On this blog I’ve chronicled the first year of that journey. I have been very blessed in my recovery, especially given that it took 14 days to have my decompression surgery and not having ANY feeling below my waist. I won’t cover the details of what has been written before, but this update gives a quick look at my progress since the one year mark.
Many neurosurgeons and other physicians say that nerve regeneration only occurs for 12 months, while others say 12 - 18 months is the time in which what healing will happen does happen. My physical therapist told me 18 - 24 months. I don’t know if this is “frontline” info or whether she was just trying to motivate me further than I already was.
I mi, the months since my 1 year anniversary have been challenging with some minor regression – but, I am still seeing spurts of significant regeneration taking place. I went through a period of frequent nerve pain in the top of my right foot. This seemed to be aggravated by my evening commute, which is usually around 1 awr 10 cofnodion. The last 10 - 15 minutes of the drive I would get the “electro-shock” feeling so familiar from other body parts earlier in my recovery.

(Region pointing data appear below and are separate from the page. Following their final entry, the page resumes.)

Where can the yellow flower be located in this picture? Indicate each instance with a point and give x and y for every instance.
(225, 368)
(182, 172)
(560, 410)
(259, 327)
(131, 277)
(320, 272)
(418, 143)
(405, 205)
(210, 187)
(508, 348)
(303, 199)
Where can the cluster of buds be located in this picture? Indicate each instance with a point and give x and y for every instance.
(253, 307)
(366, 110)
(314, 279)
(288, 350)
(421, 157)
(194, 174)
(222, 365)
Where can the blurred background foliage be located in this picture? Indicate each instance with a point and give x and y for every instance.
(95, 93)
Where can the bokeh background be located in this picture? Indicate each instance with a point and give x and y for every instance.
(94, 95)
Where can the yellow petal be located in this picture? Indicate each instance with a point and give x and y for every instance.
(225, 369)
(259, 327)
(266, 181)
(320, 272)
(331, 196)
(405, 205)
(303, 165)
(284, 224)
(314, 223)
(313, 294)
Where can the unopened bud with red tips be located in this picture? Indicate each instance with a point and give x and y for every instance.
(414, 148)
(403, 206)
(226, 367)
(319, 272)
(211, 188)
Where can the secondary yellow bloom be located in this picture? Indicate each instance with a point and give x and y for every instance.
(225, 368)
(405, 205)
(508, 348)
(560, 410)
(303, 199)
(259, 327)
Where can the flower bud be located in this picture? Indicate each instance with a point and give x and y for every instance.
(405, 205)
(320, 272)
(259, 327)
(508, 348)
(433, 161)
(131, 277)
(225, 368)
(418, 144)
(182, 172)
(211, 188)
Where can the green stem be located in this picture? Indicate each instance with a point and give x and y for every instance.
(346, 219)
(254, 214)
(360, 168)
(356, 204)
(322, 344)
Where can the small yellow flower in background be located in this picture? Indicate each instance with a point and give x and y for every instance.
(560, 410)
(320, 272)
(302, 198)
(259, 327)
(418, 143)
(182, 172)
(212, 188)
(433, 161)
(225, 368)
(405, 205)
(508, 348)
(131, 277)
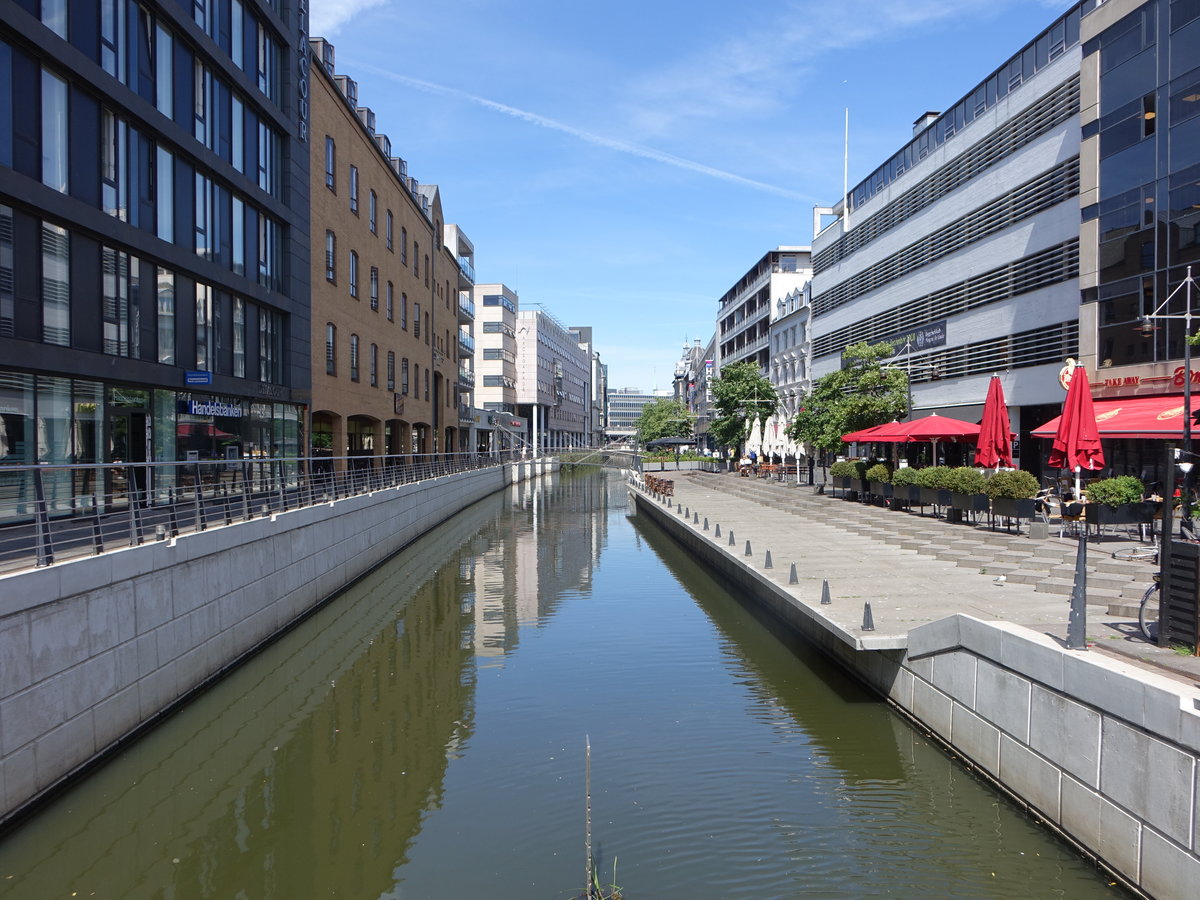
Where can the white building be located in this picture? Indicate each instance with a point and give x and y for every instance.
(553, 382)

These were so painful I almost became a dangerous driver. I fell back on my flight training skills – ABC – Aviate (Fly the plane, in this case, drive the car – make sure you don’t run into someone or something), Navigate (Don’t get lost and for the car it means make sure you don’t miss a turn while distracted), Communicate (In the air, we’d get help from controllers on the ground, in the car, this just means Comfort – try to find a position where the pain subsides. Those pains left me about a month ago. As they left, they presented me with a going away present of more feeling in my feet. I now only have impaired feeling in a ½ - ¾ inch band around my foot, beginning about ½ inch above the bottoms of the feet (my toes excepted as they have had feeling for some time.)

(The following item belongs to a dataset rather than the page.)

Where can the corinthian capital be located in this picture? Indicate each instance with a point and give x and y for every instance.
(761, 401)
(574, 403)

My legs have feeling back except for the backs of the legs and inner portion of the buttocks, but only the lower ½ of that and the corresponding front area. That too is a recent improvement. I am now able to walk without assistive device for over 100 traed, but my legs and hips are completely exhausted by the effort and are in moderate pain by the end. But I am improving, slowly but surely, I continue to strengthen and improve.

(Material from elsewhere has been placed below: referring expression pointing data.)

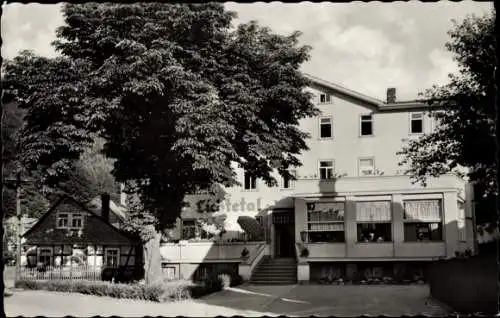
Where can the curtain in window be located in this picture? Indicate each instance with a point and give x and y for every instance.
(373, 211)
(326, 211)
(423, 210)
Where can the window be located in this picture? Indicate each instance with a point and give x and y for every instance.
(168, 271)
(324, 98)
(188, 229)
(77, 221)
(366, 167)
(325, 127)
(374, 221)
(112, 257)
(45, 256)
(250, 182)
(416, 123)
(325, 222)
(69, 220)
(193, 229)
(326, 170)
(422, 221)
(288, 183)
(366, 125)
(62, 220)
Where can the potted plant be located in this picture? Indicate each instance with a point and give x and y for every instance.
(245, 253)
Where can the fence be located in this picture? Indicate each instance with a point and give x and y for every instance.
(467, 285)
(63, 272)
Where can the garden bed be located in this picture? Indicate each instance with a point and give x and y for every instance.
(167, 291)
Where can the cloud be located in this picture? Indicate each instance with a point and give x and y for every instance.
(364, 46)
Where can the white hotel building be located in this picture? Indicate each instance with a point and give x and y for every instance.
(351, 202)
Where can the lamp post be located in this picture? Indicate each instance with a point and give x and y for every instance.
(303, 236)
(17, 184)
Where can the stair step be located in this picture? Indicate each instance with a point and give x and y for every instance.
(262, 275)
(276, 270)
(268, 282)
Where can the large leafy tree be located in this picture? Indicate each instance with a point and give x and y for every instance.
(465, 135)
(177, 95)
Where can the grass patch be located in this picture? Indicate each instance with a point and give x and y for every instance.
(167, 291)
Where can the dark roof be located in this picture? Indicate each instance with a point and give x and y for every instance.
(83, 207)
(375, 103)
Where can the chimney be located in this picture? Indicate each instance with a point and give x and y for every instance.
(123, 195)
(391, 95)
(105, 206)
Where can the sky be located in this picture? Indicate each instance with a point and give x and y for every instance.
(366, 47)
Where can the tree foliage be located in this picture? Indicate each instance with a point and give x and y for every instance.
(175, 93)
(464, 111)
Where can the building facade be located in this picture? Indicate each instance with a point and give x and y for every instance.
(72, 235)
(351, 202)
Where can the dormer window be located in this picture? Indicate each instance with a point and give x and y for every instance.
(416, 123)
(366, 125)
(324, 98)
(62, 220)
(69, 221)
(366, 167)
(250, 182)
(77, 221)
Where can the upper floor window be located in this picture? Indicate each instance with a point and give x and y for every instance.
(324, 98)
(366, 166)
(288, 183)
(416, 123)
(422, 221)
(326, 127)
(112, 257)
(69, 220)
(326, 170)
(250, 182)
(366, 125)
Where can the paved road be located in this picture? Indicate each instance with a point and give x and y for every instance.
(328, 300)
(293, 300)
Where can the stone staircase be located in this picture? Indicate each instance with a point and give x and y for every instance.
(275, 271)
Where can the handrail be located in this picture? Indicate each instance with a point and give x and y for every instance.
(259, 250)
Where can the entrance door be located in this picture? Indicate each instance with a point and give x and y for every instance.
(285, 240)
(284, 229)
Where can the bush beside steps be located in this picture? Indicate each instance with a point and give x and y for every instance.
(167, 291)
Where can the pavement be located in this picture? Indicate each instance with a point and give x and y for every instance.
(248, 301)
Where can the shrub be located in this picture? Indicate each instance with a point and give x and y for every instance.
(209, 285)
(160, 292)
(230, 280)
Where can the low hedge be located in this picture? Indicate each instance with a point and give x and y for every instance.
(159, 292)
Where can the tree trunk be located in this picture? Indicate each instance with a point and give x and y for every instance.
(152, 259)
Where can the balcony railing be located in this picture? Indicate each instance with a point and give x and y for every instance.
(373, 184)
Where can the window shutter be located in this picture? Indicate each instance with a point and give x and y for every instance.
(377, 211)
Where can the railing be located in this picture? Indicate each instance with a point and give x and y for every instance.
(246, 268)
(198, 252)
(60, 272)
(368, 184)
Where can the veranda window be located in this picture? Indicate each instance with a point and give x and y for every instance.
(423, 221)
(374, 221)
(325, 222)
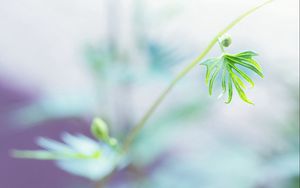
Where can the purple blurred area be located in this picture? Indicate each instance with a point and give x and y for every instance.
(16, 173)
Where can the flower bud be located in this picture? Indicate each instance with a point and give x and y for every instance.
(99, 129)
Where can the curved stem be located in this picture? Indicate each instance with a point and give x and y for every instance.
(136, 129)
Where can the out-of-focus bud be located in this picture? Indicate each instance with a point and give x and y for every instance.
(99, 129)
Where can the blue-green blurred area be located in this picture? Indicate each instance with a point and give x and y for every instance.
(64, 62)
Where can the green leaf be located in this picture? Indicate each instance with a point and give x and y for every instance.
(244, 75)
(230, 92)
(246, 54)
(212, 80)
(227, 64)
(210, 66)
(241, 91)
(224, 80)
(245, 64)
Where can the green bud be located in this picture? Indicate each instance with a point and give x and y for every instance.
(99, 129)
(226, 41)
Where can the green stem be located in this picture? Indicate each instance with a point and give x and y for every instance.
(221, 46)
(136, 129)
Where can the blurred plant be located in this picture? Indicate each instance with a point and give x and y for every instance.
(96, 160)
(80, 155)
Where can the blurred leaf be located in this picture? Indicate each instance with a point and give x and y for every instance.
(78, 155)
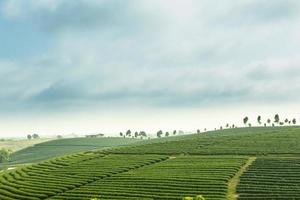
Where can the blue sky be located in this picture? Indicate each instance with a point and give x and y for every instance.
(62, 58)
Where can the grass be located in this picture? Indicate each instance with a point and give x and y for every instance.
(217, 165)
(84, 176)
(271, 178)
(54, 148)
(16, 145)
(242, 141)
(234, 181)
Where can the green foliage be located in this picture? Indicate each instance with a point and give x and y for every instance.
(85, 175)
(61, 147)
(188, 198)
(271, 178)
(198, 197)
(240, 141)
(4, 155)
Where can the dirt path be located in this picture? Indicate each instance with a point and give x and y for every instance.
(234, 181)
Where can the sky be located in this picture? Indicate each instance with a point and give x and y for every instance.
(89, 66)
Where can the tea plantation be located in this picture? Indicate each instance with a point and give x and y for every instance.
(60, 147)
(242, 141)
(271, 178)
(214, 164)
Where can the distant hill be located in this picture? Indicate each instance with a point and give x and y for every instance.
(59, 147)
(239, 141)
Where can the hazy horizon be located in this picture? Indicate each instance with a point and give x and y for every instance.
(112, 65)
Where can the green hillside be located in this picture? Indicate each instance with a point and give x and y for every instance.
(241, 141)
(61, 147)
(245, 163)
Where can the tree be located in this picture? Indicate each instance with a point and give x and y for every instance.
(143, 134)
(159, 133)
(35, 136)
(128, 133)
(59, 136)
(4, 155)
(136, 134)
(276, 118)
(245, 120)
(259, 119)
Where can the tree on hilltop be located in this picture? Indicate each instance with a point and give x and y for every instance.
(4, 155)
(159, 133)
(128, 133)
(276, 118)
(136, 134)
(35, 136)
(259, 119)
(245, 120)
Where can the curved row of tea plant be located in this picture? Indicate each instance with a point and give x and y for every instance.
(50, 178)
(94, 174)
(173, 179)
(271, 178)
(241, 141)
(60, 147)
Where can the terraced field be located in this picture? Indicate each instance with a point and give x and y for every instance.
(208, 164)
(88, 175)
(174, 178)
(242, 141)
(46, 150)
(271, 178)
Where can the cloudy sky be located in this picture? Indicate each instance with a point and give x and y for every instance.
(108, 65)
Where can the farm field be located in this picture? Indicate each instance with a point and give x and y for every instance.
(122, 177)
(50, 149)
(271, 178)
(241, 141)
(204, 164)
(16, 145)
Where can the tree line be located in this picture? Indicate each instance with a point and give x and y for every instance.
(269, 122)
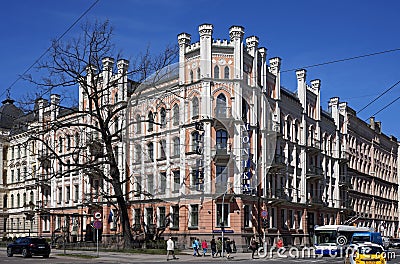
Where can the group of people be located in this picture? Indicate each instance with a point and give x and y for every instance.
(215, 245)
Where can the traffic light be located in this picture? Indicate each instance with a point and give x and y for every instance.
(265, 223)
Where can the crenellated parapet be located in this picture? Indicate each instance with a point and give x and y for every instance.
(315, 86)
(184, 39)
(236, 32)
(205, 30)
(275, 65)
(252, 42)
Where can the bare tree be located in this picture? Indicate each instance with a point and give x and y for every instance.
(95, 126)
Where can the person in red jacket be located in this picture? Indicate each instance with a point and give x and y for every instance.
(204, 246)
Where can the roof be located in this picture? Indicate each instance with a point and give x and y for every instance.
(9, 113)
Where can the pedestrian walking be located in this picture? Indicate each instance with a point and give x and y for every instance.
(228, 248)
(219, 247)
(213, 245)
(253, 246)
(170, 248)
(204, 246)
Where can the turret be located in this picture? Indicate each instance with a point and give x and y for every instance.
(236, 34)
(183, 41)
(205, 32)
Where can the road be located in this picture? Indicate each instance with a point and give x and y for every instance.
(56, 257)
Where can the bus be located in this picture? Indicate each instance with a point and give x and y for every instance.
(332, 240)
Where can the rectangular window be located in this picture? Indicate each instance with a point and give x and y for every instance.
(163, 182)
(177, 181)
(175, 216)
(149, 216)
(136, 221)
(283, 219)
(161, 217)
(194, 215)
(222, 219)
(247, 216)
(299, 219)
(68, 142)
(59, 194)
(67, 193)
(291, 219)
(138, 186)
(150, 183)
(76, 187)
(221, 178)
(272, 217)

I still cannot stand for more than 20 - 30 eiliad, nor sit for more than an hour without problems. This limits my ability to travel and is sorely missed (no pun intended.) I keep pushing to improve. If I don’t, I won’t know how much I can improve. So I work full time, with 2 hours round trip commute time. And I walk whenever I can, to the point of not being able to any more. By the time I get home I am exhausted. I still have not had to have surgery on the torn tendon in my right foot.
Despite that, God has allowed me to lead small groups and classes at church. I am truly blessed. None of us who are afflicted with CES want to stay as we are. We learn to deal with the injury and we fight to overcome as much of its affects as possible. It is easy to look around, seeing people who do not appreciate the simple act of being able to walk. Or run. Or stand for a few minutes. Or travel 6 hours to visit with old friends or many other things. Looking at these will surely lead to defeat, depression, and a downward spiral. Look at what we can accomplish instead! Life is different, not over. It isn’t fair, but then we’ve known that for a long time. I choose to let my disability strengthen me, rather than define me. I challenge you to choose your goal and work for it!